Commentary on D-ALBA Study

Dr Ng Chin Hin,
Senior Consultant Haematologist, CFCH
Former Head of Adult Leukaemia Service, National University Cancer Institute, Singapore
.

Do we see the arrival of chemotherapy-free treatment for Philadelphia positive acute lymphoblastic leukaemia?
.
Philadelphia positive acute lymphoblastic leukaemia (Ph+ALL) has been conventionally regarded as a form of poor risk ALL that requires intensive chemotherapy and allogeneic stem cell transplant (alloSCT). In the pre-TKI (tyrosine kinase inhibitor) era, the overall survival at five years was between 30-40% with alloSCT1.
.

The introduction of TKI, i.e. Imatinib, Dasatinib and Ponatinib into standard intensive chemotherapy, has improved the outcomes Ph+ALL with or without alloSCT. For example, the 5-year overall survival for imatinib, Dasatinib and ponatinib with HyperCVAD regimen is 43%, 46% and 71% respectively 2-4. Treatment of elderly Ph+ALL remains a significant challenge as most of these patients are unfit for intensive chemotherapy and ineligible for alloSCT. Elderly Ph+ALL who receive Dasatinib with low-intensity chemotherapy may attain up to a 36% long term survival5. However, in clinical practice, many of the older Ph+ALL are unable to tolerate even low-intensity chemotherapy.
.

Blinatumomab is a bi-specific monoclonal antibody that targets both CD3 (normal T-cells) and CD19 (the B-lymphoblasts).
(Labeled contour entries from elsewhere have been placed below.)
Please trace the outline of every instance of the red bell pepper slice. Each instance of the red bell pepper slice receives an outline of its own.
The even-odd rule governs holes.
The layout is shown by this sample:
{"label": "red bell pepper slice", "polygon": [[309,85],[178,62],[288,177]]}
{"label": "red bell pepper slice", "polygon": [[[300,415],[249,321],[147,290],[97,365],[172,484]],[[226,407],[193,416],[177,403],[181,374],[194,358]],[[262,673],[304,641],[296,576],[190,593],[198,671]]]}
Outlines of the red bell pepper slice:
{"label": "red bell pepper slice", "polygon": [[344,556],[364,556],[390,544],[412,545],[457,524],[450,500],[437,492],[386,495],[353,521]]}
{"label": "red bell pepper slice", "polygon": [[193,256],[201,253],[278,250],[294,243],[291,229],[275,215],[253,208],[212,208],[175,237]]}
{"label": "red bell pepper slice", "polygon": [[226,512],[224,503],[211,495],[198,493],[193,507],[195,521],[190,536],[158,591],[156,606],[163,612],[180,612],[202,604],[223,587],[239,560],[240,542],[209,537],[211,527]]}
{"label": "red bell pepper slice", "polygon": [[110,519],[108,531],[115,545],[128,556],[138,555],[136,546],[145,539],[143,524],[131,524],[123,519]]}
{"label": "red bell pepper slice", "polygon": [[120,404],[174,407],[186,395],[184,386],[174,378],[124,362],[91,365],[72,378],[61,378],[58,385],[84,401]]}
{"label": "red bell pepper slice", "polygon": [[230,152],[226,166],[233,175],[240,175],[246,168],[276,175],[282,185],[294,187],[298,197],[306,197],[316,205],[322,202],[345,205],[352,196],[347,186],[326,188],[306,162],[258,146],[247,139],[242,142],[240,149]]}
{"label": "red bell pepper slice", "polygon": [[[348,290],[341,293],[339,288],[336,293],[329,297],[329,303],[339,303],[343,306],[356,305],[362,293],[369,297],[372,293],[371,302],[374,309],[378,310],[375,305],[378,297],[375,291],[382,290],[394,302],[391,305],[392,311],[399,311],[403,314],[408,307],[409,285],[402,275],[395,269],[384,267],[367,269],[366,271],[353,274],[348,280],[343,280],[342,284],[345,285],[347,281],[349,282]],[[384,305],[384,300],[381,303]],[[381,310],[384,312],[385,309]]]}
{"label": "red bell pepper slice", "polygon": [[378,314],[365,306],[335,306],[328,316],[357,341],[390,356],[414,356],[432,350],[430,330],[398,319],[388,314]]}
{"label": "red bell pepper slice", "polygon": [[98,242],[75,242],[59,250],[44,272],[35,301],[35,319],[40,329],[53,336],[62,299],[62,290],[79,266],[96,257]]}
It activates T-cells and brings them near the B-lymphoblasts resulting in the killing of leukemic cells.
.

The GIMEMA group designed a chemotherapy-free treatment strategy for newly diagnosed Ph+ALL, incorporating Dasatinib with Blinatumomab. Patients received Dasatinib plus steroid during the induction phase (85 days) followed by consolidation phase with five cycles of Blinatumomab.
.

Dasatinib was also continued during and after the consolidation phase. A total of 63 patients were recruited with a median age of 54 years (range: 24-82). At the end of the induction phase, 98% of those who completed the induction achieved complete haematologic remission. At the end of cycle 4 of Blinatumomab, 81% achieved a molecular response. With a median follow-up of 18 months, the overall survival was 95% while the disease-free survival was 88%. The cumulative incidence of relapse was 8%. Blinatumomab effectively cleared seven patients who developed mutations (6 T315I, 1 E255K) during the induction phase during the consolidation phase.
.

The combination therapy appeared to be well tolerated with no early death reported. Twenty-four patients eventually underwent alloSCT. Impressively, only one transplant-related mortality (TRM) reported (4%). The authors believed that a prior chemotherapy-free regimen could have contributed to a low TRM.
.

Though this was a phase 2 single-arm study, the results were overwhelmingly impressive. This could be a new standard of care, especially for older Ph+ALL. A phase 3 randomised study comparing this to the standard TKI plus intensive chemotherapy is eagerly awaited and the results, if positive, could set a new standard of care for Ph+ALL.
.

Reference:

 

    1. Preti HA, O’Brien S, Giralt S, Beran M, Pierce S, Kantarjian HM. Philadelphia-chromosome-positive adult acute lymphocytic leukaemia: characteristics, treatment results, and prognosis in 41 patients. Am J Med. 1994 Jul;97(1):60-5
    2. Daver N, Thomas D, Ravandi F et al. Final report of a phase II study of imatinib mesylate with hyper-CVAD for the front-line treatment of adult patients with Philadelphia chromosome-positive acute lymphoblastic leukaemia. Haematologica. 2015 May;100(5):653-61.
    3. Ravandi F, O’Brien SM, Cortes JE et al. Long-term follow-up of a phase 2 study of chemotherapy plus Dasatinib for the initial treatment of patients with Philadelphia chromosome-positive acute lymphoblastic leukaemia. Cancer. 2015 Dec 1;121(23):4158-64.
    4. Jabbour E, Short NJ, Ravandi F, et al. Combination of hyper-CVAD with ponatinib as first-line therapy for patients with Philadelphia chromosome-positive acute lymphoblastic leukaemia: long-term follow-up of a single-centre, phase 2 study. Lancet Haematol. 2018 Dec;5(12):e618-e627
    5. Rousselot P, Coudé MM, Gokbuget N et al. European Working Group on Adult ALL (EWALL) group. Dasatinib and low-intensity chemotherapy in elderly patients with Philadelphia chromosome-positive ALL. Blood. 2016 Aug 11;128(6):774-82
      Foà R, Bassan R, Vitale A, et al. GIMEMA Investigators. Dasatinib-Blinatumomab for Ph-Positive Acute Lymphoblastic Leukemia in Adults. N Engl J Med. 2020 Oct 22;383(17):1613-1623

.

 

Disclaimer:
The information on the Centre For Clinical Haematology website is intended for educational use.  It should not be considered or used as a substitute for medical advice, diagnosis or treatment from a qualified health professional.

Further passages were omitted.